Booster (Advanced Skill Practice)
Booster Group reinforces skill sets taught in Thinking for a Change. Emphasis is placed on skill application in increasingly difficult situations as clients prepare to transition to home communities. Each session includes role play and homework assignments.
A skill-building group designed to assist clients in the development and practice of 10 specific social skills in addition to those learned in Thinking for a Change. All social skills are drawn from the Aggression Replacement Therapy curriculum and are taught and practiced consistent with prescribed methods utilized in Thinking for a Change.
Developed by Texas Christian University, Getting Motivated to Change is a 5 session curriculum designed to explore Motivation and Change. Sessions cover motivating and de-motivating factors, the stages of change, reason for change, the role of self-talk in motivation as well as identifying personal resources and goal-setting.
Developed by the Substance Abuse and Mental Health Services Administration, Anger Management for Substance Abuse and Mental Health Clients is a cognitive behavioral treatment curriculum providing skills that can be utilized to monitor and manage feelings of anger as well and minimize episodes of aggression.
Employment class topics include: skills identification phone skills, how to complete a job application, proper appearance for job searching, jo resources, interview techniques, on-line job searching, review of program job search rules and use of public transportation. Offenders are required to provide documentation of productive job searching and are given a reasonable amount of time to secure employment. The Employment Department works with area employers who are willing to consider CBCF offenders for employment.

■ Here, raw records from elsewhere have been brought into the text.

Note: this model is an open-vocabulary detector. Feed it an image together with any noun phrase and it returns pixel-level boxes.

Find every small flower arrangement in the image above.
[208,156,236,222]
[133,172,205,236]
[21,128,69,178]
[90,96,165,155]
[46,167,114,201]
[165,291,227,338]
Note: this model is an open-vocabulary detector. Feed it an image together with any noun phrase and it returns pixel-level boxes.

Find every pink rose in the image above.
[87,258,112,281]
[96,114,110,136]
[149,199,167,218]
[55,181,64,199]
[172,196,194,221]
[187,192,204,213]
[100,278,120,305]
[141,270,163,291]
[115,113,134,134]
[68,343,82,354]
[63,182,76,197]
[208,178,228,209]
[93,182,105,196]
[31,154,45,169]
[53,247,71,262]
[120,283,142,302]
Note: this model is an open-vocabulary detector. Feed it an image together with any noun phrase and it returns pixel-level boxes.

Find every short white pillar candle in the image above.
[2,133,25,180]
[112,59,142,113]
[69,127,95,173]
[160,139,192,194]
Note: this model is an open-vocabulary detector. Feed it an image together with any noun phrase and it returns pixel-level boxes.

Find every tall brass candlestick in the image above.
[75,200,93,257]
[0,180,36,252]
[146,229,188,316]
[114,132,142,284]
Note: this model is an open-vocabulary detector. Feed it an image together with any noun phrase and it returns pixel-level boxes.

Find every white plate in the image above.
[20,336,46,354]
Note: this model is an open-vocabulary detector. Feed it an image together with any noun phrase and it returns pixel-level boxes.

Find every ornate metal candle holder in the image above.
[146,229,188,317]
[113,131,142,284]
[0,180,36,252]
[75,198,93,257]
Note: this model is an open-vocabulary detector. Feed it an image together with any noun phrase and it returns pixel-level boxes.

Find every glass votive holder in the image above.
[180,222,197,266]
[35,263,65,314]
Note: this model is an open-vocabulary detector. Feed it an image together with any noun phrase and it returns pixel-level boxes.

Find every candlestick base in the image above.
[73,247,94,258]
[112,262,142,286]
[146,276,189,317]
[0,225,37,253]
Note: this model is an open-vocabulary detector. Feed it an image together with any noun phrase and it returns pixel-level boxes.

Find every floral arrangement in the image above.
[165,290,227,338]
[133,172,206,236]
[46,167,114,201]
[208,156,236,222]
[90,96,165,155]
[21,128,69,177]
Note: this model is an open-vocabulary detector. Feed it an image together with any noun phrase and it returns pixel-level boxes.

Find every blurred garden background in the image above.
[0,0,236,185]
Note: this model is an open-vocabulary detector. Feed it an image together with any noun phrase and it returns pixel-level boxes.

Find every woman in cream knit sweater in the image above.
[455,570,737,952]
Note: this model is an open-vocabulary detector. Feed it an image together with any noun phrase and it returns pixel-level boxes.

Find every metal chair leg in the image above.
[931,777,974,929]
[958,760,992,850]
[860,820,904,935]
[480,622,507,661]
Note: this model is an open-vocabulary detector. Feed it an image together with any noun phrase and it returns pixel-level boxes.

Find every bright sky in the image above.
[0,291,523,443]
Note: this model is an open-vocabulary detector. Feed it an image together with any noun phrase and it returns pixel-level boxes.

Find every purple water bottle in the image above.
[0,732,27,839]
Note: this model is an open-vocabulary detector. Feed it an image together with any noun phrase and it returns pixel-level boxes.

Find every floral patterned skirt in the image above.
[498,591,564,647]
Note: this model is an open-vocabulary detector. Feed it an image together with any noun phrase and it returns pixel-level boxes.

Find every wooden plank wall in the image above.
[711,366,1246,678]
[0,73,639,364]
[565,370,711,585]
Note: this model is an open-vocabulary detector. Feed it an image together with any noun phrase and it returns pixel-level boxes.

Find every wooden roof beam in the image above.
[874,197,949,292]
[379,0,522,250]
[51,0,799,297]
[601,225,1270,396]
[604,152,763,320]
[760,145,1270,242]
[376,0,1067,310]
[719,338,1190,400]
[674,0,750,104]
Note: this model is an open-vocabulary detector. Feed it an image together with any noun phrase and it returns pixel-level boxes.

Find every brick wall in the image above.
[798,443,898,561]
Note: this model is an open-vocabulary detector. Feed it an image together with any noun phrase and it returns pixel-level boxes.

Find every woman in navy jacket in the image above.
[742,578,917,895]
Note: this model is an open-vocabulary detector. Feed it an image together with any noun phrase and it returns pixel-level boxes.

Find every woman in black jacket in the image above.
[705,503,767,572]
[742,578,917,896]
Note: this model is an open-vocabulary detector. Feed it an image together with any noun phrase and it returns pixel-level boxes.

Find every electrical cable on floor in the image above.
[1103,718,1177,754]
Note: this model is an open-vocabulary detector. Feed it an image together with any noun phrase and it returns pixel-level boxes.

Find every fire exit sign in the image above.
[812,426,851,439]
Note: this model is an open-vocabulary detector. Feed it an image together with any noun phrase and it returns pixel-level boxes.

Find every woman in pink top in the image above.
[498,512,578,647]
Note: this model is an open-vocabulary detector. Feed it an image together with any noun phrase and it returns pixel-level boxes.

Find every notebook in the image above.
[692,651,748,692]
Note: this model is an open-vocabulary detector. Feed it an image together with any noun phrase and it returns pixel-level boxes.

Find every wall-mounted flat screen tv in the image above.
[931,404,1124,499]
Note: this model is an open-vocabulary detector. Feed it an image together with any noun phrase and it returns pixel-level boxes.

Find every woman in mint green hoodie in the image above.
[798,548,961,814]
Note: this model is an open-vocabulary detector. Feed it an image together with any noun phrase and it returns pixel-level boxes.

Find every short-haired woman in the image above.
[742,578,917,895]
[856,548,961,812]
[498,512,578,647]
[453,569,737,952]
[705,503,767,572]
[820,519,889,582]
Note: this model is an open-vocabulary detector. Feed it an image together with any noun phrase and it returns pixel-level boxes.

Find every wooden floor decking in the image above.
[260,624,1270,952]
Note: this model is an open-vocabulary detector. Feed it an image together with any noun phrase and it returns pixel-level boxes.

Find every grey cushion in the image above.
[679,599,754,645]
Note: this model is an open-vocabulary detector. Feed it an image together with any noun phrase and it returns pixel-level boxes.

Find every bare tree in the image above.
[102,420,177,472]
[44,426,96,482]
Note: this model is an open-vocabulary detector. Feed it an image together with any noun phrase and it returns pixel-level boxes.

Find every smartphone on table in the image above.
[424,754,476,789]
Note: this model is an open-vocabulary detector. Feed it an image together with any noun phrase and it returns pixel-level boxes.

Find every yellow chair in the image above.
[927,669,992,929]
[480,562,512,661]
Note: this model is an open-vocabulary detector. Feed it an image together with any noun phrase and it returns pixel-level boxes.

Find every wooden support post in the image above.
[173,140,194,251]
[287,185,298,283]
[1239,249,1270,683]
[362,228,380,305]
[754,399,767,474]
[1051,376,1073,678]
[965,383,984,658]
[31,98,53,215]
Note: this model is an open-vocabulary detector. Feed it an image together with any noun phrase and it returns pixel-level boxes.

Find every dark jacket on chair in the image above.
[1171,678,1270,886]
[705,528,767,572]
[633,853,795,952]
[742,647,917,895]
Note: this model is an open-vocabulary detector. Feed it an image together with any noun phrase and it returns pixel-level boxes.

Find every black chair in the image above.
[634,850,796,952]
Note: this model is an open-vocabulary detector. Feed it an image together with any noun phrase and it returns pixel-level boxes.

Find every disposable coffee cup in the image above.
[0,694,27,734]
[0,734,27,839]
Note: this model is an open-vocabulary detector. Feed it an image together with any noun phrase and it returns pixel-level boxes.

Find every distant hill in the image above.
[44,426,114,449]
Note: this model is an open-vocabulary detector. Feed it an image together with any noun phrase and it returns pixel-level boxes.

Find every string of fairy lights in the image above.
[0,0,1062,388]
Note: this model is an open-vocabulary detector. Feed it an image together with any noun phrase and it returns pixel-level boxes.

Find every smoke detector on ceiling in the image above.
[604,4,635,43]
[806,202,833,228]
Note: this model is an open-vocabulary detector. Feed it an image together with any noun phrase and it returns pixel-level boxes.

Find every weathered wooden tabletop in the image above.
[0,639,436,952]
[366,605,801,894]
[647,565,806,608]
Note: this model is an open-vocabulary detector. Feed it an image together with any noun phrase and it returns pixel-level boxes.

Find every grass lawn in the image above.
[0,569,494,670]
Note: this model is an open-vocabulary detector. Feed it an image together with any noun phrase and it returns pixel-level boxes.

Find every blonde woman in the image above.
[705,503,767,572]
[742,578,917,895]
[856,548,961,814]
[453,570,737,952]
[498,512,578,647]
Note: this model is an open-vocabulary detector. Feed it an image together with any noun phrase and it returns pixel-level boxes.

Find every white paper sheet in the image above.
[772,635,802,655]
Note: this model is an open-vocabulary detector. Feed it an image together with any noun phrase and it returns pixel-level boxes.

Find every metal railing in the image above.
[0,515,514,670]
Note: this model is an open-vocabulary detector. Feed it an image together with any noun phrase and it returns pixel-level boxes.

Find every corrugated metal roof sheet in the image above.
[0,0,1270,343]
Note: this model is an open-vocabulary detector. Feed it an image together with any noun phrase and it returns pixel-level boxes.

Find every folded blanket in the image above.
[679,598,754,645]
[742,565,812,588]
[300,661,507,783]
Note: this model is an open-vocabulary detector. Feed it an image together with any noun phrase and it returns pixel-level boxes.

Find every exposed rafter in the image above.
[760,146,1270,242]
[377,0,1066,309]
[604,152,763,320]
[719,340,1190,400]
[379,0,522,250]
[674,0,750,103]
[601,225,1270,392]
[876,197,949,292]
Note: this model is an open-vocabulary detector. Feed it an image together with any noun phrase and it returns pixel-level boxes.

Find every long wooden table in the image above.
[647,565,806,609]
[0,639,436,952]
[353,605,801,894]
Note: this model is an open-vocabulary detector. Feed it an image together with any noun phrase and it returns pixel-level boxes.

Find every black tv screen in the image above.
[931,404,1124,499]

Each client is required to complete 40 hours of community service upon entering the program. Offenders work with the park district, Salvation Army, Humane Society, Seneca County Dog Warden, Allen Eiry, Senior Center, SCAT, St. Francis Earth Literacy Center and various Seneca County offices.
Six week class offered through WSOS, using the Inside Out Dad curriculum. The class is designed to help fathers develop healthy and lasting relationships with their children while assisting them to develop the tools needed to provide economic stability for their families.
Offenders are given a preliminary health assessment and medical examination upon admission. The goal of medical staff is to be an integral part of helping offenders develop a healthy lifestyle by providing high quality medical care or referring to community clinics or dental centers that provide needed services.
Indoor activities include fitness equipment, ping pong, board games, card tournaments, bingo night and television viewing. Outdoor activities include basketball, volleyball, corn hole and horseshoes.
Children’s Night Visitation
Child Interaction Visitation is provided in addition to regular visitation for offenders who are not adept in interacting in a positive, fostering way with their children. The visitation features structured activities that allow for parent and child bonding. Activities are designed to be light-hearted and fun and often consist of various crafts and games.